Stafsus Sri Mulyani Ungkap Risiko Greenflation, Ini Penjelasannya

Selasa, 23/01/2024 17:40 WIB
energi ramah lingkungan. shutterstock

energi ramah lingkungan. shutterstock

Jakarta, law-justice.co - Staf Khusus Menteri Keuangan Bidang Kebijakan Fiskal dan Makroekonomi Masyita Crystallin memaparkan soal greenflation, istilah yang diungkapkan calon wakil presiden (cawapres) nomor 2, Gibran Rakabuming Raka pada Debat Cawapres 2024, Selasa 23 Januari 2024.

Menurut Masyita, greenflation adalah naiknya harga barang dan jasa sebagai akibat dari penerapan upaya transisi hijau. Misalnya, komitmen meningkatkan bauran energi terbarukan, menerapkan praktik pajak dan upaya transisi hijau lainnya.

Masyita pun menjelaskan risiko greenflation muncul ketika dunia berkomitmen untuk meningkatkan bauran energi terbarukan (EBT). Kebutuhan EBT meningkat, permintaan EBT pun bertambah.

"Namun, persediaan EBT masih terbatas akibat kapasitas produksi. Persediaan yang terbatas tidak dapat memenuhi permintaan EBT," kata Masyita di slide unggahannya di Instagram, Selasa 23 Januari 2024.

Sesuai prinsip ekonomi, akibat persediaan terbatas, maka harga akan naik. Hal ini akan berimbas pada harga barang dan jasa lainnya. Inilah yang menimbulkan greenflation.

"Karena risiko-risiko inilah kebijakan transisi hijau harus dibentuk dengan prinsip, adil dan terjangkau. Agar efek samping dari transisi hijau tidak semakin merugikan kita," jelas Masyita dilansir dari CNBC Indonesia.

Sementara itu, Guru Besar Ilmu Ekonomi Moneter Fakultas Ekonomi dan Bisnis (FEB) Universitas Indonesia (UI) Telisa Aulia Falianty menilai greenflation merupakan kenaikan harga akibat pajak lingkungan.
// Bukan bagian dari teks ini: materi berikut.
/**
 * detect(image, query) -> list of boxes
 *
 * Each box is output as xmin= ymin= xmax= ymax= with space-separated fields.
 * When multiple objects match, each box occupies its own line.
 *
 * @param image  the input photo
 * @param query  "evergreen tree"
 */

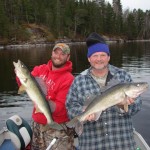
xmin=126 ymin=12 xmax=138 ymax=39
xmin=104 ymin=2 xmax=115 ymax=34
xmin=0 ymin=0 xmax=150 ymax=41
xmin=112 ymin=0 xmax=123 ymax=34
xmin=0 ymin=0 xmax=10 ymax=38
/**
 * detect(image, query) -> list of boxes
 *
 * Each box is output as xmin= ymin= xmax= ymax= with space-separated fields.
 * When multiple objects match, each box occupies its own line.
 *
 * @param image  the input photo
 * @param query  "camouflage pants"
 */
xmin=30 ymin=121 xmax=75 ymax=150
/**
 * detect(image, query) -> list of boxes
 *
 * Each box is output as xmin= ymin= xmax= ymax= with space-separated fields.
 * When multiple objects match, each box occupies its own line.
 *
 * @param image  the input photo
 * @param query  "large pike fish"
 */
xmin=66 ymin=82 xmax=149 ymax=135
xmin=13 ymin=60 xmax=63 ymax=130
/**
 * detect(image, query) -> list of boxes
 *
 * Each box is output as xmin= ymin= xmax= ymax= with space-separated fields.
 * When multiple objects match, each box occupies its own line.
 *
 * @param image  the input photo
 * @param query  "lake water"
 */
xmin=0 ymin=42 xmax=150 ymax=146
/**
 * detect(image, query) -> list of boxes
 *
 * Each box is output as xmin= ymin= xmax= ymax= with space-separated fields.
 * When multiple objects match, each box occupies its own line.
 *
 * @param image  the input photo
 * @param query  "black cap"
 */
xmin=86 ymin=32 xmax=106 ymax=47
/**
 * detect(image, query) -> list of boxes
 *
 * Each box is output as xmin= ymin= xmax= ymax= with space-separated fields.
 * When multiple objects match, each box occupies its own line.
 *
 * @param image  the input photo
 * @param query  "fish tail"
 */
xmin=47 ymin=118 xmax=53 ymax=125
xmin=75 ymin=120 xmax=83 ymax=136
xmin=66 ymin=118 xmax=78 ymax=128
xmin=49 ymin=122 xmax=64 ymax=130
xmin=66 ymin=118 xmax=83 ymax=136
xmin=41 ymin=122 xmax=64 ymax=132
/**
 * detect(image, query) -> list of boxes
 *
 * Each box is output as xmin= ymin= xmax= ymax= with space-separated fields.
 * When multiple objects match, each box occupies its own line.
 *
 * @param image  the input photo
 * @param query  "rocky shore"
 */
xmin=0 ymin=41 xmax=86 ymax=50
xmin=0 ymin=38 xmax=150 ymax=50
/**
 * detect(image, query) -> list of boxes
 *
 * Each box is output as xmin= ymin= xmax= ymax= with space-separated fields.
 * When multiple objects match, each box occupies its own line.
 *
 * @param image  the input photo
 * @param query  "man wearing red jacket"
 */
xmin=28 ymin=43 xmax=74 ymax=150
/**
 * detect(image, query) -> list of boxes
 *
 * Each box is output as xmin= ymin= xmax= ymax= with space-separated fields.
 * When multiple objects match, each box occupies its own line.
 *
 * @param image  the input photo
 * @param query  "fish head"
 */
xmin=124 ymin=82 xmax=149 ymax=98
xmin=13 ymin=60 xmax=30 ymax=84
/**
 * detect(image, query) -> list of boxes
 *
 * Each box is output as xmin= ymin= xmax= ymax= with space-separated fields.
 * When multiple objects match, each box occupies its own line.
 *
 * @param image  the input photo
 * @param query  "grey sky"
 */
xmin=107 ymin=0 xmax=150 ymax=11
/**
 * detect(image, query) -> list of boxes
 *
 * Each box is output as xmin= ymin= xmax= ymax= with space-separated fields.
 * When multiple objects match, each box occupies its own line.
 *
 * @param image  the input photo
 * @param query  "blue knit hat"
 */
xmin=87 ymin=43 xmax=110 ymax=57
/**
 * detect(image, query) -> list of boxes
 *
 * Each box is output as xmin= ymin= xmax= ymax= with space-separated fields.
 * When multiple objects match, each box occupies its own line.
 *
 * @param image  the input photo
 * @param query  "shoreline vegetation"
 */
xmin=0 ymin=23 xmax=150 ymax=50
xmin=0 ymin=1 xmax=150 ymax=49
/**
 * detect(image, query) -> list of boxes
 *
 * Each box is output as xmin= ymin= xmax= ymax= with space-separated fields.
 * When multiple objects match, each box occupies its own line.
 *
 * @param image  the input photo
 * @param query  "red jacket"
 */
xmin=29 ymin=60 xmax=74 ymax=124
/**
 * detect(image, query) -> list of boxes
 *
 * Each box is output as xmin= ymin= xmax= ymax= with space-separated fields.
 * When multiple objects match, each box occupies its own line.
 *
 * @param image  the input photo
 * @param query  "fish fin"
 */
xmin=41 ymin=123 xmax=64 ymax=132
xmin=123 ymin=95 xmax=129 ymax=112
xmin=35 ymin=77 xmax=56 ymax=112
xmin=66 ymin=118 xmax=83 ymax=136
xmin=75 ymin=121 xmax=84 ymax=136
xmin=66 ymin=118 xmax=78 ymax=128
xmin=124 ymin=103 xmax=128 ymax=112
xmin=95 ymin=111 xmax=102 ymax=121
xmin=101 ymin=79 xmax=120 ymax=92
xmin=49 ymin=122 xmax=64 ymax=130
xmin=48 ymin=100 xmax=56 ymax=112
xmin=35 ymin=77 xmax=47 ymax=96
xmin=18 ymin=85 xmax=26 ymax=94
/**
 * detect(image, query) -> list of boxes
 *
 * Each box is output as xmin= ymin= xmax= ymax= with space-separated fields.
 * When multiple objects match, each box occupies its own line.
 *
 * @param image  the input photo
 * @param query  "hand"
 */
xmin=126 ymin=97 xmax=135 ymax=105
xmin=118 ymin=97 xmax=135 ymax=106
xmin=117 ymin=97 xmax=135 ymax=111
xmin=34 ymin=105 xmax=42 ymax=113
xmin=85 ymin=113 xmax=96 ymax=121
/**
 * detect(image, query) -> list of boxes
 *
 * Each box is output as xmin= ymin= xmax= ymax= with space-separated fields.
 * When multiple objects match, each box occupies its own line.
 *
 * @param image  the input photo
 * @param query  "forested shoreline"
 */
xmin=0 ymin=0 xmax=150 ymax=45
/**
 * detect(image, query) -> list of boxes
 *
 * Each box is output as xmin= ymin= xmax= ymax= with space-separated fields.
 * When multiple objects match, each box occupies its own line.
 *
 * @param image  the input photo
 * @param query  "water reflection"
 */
xmin=0 ymin=91 xmax=32 ymax=128
xmin=0 ymin=92 xmax=30 ymax=108
xmin=0 ymin=42 xmax=150 ymax=145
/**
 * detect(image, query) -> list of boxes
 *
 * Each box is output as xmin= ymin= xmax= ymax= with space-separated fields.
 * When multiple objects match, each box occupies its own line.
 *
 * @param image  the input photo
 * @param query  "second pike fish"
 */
xmin=66 ymin=82 xmax=149 ymax=135
xmin=13 ymin=60 xmax=63 ymax=130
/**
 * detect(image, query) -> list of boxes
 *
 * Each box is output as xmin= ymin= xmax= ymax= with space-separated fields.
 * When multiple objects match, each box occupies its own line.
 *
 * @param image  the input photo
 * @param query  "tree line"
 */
xmin=0 ymin=0 xmax=150 ymax=43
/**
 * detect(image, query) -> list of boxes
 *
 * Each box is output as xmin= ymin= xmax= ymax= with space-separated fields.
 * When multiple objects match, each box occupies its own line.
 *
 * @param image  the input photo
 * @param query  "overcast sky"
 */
xmin=106 ymin=0 xmax=150 ymax=11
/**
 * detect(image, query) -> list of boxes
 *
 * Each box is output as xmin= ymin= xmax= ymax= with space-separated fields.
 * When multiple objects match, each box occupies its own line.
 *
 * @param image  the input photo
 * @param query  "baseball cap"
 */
xmin=53 ymin=43 xmax=70 ymax=54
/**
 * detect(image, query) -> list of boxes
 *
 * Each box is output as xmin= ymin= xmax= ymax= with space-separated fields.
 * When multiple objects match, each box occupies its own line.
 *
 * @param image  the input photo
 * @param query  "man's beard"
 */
xmin=51 ymin=58 xmax=67 ymax=68
xmin=92 ymin=64 xmax=108 ymax=71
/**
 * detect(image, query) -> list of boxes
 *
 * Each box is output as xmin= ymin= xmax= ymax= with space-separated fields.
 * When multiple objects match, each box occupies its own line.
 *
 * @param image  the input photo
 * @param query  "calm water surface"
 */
xmin=0 ymin=42 xmax=150 ymax=145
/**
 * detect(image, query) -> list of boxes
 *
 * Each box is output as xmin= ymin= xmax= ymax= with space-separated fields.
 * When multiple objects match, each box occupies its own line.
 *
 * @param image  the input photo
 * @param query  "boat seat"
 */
xmin=6 ymin=115 xmax=32 ymax=150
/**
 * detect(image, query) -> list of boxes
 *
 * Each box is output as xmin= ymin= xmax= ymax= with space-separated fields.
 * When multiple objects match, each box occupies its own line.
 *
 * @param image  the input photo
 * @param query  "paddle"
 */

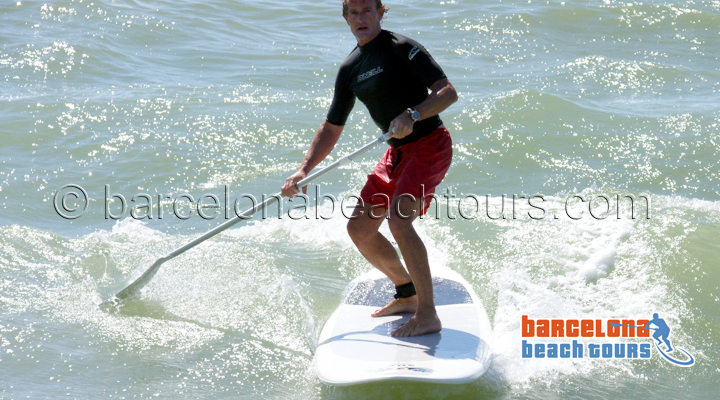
xmin=608 ymin=322 xmax=657 ymax=331
xmin=101 ymin=132 xmax=391 ymax=308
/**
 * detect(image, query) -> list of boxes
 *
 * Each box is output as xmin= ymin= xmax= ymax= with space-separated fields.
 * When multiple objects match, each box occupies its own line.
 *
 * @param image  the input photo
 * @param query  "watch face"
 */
xmin=411 ymin=109 xmax=420 ymax=121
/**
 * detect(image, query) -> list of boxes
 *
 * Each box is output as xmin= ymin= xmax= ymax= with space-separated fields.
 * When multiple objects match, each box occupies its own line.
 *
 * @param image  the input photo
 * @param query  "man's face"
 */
xmin=344 ymin=0 xmax=384 ymax=46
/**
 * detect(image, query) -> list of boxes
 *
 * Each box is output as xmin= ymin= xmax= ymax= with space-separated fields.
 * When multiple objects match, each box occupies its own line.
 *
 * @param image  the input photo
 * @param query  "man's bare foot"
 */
xmin=370 ymin=296 xmax=418 ymax=317
xmin=391 ymin=312 xmax=442 ymax=337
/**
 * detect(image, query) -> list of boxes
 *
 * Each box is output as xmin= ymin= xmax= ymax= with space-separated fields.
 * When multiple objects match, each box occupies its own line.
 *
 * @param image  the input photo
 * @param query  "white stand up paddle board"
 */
xmin=314 ymin=268 xmax=492 ymax=385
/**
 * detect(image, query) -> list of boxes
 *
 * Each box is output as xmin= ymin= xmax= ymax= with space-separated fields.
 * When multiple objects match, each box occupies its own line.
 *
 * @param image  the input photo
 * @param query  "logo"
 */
xmin=609 ymin=313 xmax=695 ymax=367
xmin=357 ymin=66 xmax=383 ymax=82
xmin=521 ymin=313 xmax=695 ymax=367
xmin=408 ymin=46 xmax=420 ymax=60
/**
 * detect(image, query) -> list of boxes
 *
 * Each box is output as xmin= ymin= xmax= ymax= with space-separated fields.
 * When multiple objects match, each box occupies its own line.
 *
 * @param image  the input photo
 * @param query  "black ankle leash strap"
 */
xmin=394 ymin=282 xmax=416 ymax=299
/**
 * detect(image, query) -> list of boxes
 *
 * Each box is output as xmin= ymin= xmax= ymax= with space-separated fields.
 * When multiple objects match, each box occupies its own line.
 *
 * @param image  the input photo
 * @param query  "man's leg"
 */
xmin=653 ymin=330 xmax=663 ymax=346
xmin=386 ymin=194 xmax=441 ymax=337
xmin=661 ymin=334 xmax=673 ymax=352
xmin=347 ymin=202 xmax=417 ymax=316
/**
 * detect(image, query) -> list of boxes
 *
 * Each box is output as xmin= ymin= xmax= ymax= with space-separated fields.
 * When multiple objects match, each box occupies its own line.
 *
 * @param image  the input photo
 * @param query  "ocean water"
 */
xmin=1 ymin=0 xmax=719 ymax=398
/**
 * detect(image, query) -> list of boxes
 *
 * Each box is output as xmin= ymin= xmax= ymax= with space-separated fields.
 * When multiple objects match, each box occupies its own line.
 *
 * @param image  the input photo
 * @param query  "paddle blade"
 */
xmin=98 ymin=257 xmax=166 ymax=309
xmin=98 ymin=295 xmax=122 ymax=312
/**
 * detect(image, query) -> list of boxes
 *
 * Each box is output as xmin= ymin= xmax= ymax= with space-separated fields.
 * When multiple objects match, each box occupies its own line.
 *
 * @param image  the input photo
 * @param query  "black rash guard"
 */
xmin=326 ymin=30 xmax=447 ymax=148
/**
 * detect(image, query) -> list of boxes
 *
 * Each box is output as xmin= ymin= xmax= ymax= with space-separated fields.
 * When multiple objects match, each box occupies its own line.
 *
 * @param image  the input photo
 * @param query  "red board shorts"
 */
xmin=360 ymin=127 xmax=452 ymax=216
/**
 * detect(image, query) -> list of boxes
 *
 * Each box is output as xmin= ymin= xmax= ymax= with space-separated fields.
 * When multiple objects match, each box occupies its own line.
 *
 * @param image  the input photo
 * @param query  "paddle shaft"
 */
xmin=111 ymin=132 xmax=390 ymax=301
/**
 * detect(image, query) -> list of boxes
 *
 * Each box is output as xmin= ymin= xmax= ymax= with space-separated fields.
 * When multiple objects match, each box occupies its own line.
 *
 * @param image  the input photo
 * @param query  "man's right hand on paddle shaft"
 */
xmin=281 ymin=171 xmax=308 ymax=197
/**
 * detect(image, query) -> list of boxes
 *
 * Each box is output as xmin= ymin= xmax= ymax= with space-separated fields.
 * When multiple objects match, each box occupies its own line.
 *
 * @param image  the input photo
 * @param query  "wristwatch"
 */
xmin=407 ymin=108 xmax=421 ymax=123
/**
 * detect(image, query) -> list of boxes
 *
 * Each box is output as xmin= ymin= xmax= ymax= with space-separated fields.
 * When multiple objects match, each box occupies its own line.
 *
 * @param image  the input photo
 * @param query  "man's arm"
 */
xmin=281 ymin=120 xmax=344 ymax=197
xmin=414 ymin=78 xmax=459 ymax=124
xmin=388 ymin=78 xmax=458 ymax=139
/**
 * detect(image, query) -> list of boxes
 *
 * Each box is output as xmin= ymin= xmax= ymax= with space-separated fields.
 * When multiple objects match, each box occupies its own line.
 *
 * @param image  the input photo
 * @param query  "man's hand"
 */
xmin=281 ymin=170 xmax=308 ymax=197
xmin=388 ymin=110 xmax=414 ymax=139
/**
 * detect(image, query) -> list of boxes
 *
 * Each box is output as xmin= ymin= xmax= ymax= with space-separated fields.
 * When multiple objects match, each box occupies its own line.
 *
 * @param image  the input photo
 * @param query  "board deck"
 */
xmin=314 ymin=268 xmax=492 ymax=385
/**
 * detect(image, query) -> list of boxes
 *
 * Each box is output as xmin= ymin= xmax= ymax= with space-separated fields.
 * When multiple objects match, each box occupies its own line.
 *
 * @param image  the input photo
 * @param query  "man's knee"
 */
xmin=387 ymin=213 xmax=414 ymax=238
xmin=346 ymin=219 xmax=365 ymax=242
xmin=347 ymin=210 xmax=383 ymax=244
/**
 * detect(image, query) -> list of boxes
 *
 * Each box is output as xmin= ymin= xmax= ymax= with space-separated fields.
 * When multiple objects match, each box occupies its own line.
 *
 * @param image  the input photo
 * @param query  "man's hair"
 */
xmin=342 ymin=0 xmax=385 ymax=16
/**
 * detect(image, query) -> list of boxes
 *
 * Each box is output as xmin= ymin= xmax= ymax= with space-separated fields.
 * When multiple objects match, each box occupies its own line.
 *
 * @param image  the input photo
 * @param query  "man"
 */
xmin=281 ymin=0 xmax=457 ymax=337
xmin=643 ymin=313 xmax=673 ymax=352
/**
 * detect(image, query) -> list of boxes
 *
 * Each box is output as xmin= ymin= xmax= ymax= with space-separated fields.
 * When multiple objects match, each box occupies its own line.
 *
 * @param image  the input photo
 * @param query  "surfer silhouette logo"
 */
xmin=610 ymin=314 xmax=695 ymax=367
xmin=644 ymin=313 xmax=673 ymax=352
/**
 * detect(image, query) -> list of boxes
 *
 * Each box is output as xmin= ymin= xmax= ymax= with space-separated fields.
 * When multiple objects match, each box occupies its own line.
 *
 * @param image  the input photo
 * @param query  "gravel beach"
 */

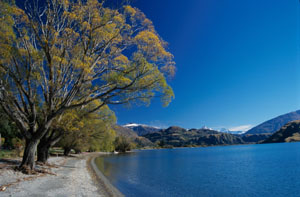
xmin=0 ymin=153 xmax=119 ymax=197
Ini karena adanya integrasi antara eksternalitas negatif terhadap harga barang dan jasa, dan dengan cara tersebut dapat memengaruhi perilaku konsumen.

Dengan adanya pajak lingkungan, mendorong konsumen untuk melakukan konsumsi dengan cara yang lebih berkelanjutan dan hal tersebut merupakan terobosan nyata dalam transisi ekologis, kata Telisa berdasarkan laporan The Council on Business & Society pada 2022.

Ia pun menekankan, transisi ke kondisi baru yang stabil tidak terjadi secara gratis, akan ada biaya yang harus dibayarkan untuk menggunakan tindakan ramah lingkungan, yang mencerminkan tujuan ganda, yaitu untuk melindungi bumi dan hak untuk menentukan nasib sendiri.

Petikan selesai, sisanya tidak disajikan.